Yes, as you can see from the flow charts, OCF agent starts the rabbit
app only after the Master pacemaker resource promoted successfully or
the Slave resource started & joined rabbit cluster by existing Master.
This is handled by post promote and post start notifications sent
cluster-wide by Pacemaker.
> When a node is stopped, it is removed from the cluster. I see nowhere in
> the code if you wait for the HA synchronization to finish before
> removing a node which is the master for some queues.
This OCF agent considers any non running state of the rabbit pacemaker
resource as a failure, synchronization is not expected (the most
pessimistic case is assumed). If it was a Slave down, it will be
re-joined later, once/if available again. If it was a Master down, the
new one will be re-elected from the rest of the nodes remaining running
as Slaves - as a part of fail-over procedure. The one who has the most
uptime of the rabbit app will win the Master role. The rest will re-join
him on post-promote or post-start events received. Mnesia reset depends
on the situation. For example, if node thinks it is clustered with
another node, but that one disagrees.
But you're right. Perhaps, the HA synchronization should be expected if
the resource stop is
gracefull, for example by the operator request. Do you think this case
should be addressed as a bug?
> By the way, when you call a node a master, does this mean you want all
> queue's masters to run on that particular node?
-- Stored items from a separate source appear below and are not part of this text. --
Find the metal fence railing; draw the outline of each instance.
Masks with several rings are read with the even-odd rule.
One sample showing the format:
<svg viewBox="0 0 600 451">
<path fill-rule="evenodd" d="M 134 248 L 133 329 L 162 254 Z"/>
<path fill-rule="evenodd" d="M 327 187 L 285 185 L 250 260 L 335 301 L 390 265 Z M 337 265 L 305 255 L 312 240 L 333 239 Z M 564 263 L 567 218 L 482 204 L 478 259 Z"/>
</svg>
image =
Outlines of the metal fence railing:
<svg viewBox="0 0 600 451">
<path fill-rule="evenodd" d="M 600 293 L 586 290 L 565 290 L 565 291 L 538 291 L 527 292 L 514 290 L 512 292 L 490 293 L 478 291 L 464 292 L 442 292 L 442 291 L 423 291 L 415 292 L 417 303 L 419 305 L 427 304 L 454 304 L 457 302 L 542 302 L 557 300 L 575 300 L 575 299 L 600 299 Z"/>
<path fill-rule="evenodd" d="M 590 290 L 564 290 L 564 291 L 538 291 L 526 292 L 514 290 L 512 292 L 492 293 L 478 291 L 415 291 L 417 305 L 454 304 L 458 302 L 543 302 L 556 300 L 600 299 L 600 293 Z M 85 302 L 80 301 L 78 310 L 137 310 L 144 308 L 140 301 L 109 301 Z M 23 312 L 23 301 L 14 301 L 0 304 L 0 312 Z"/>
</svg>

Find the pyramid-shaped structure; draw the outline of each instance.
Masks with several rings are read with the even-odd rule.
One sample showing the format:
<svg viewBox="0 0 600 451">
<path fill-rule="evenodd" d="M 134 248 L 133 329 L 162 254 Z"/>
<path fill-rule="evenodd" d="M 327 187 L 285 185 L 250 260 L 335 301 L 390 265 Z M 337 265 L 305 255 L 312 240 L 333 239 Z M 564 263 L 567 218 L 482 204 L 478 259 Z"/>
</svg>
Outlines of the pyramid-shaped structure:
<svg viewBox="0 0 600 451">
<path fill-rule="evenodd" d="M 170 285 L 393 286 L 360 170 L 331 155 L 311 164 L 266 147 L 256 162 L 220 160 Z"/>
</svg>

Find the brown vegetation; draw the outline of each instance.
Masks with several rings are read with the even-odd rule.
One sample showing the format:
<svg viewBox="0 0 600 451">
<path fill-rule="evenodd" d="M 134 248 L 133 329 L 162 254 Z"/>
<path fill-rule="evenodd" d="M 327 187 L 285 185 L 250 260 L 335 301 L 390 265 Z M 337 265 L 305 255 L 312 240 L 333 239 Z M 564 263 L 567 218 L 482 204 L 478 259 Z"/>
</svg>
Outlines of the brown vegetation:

No, queue masters may belong to any rabbit nodes. The Master and Slave
we're referring here are only for the pacemaker multistate clone roles.
The "Master" is also the rabbit node that is normally specified by
another members ("Slaves") as a target for the join_cluster command.
> I agree, it would be easier to comment on the code. For now, I attached
> a commented version to this mail. My comments start with "# XXX" and
> address only implementation details, not the workflow itself.
> The current RA is barely a copy of a simple init script with no policy
> enforcement. Your implementation is designed for a cluster with all
> resources replicated on all nodes and dynamically removes/adds nodes to
> the cluster. As you enforce a particular choice, I'm not sure this new
> resource agent can be backward-compatible with the current one.
> Of course, this doesn't mean we won't include it. I personnaly have no
> idea how the current RA is used in production by users: the current one
> brings nearly no value compared to a simple init script.
> I would like to hear from people using the OCF RA: what do you think of
> this new one? Should we include both? Should the new one replace the
> current one? In general, what do you expect from the official RA?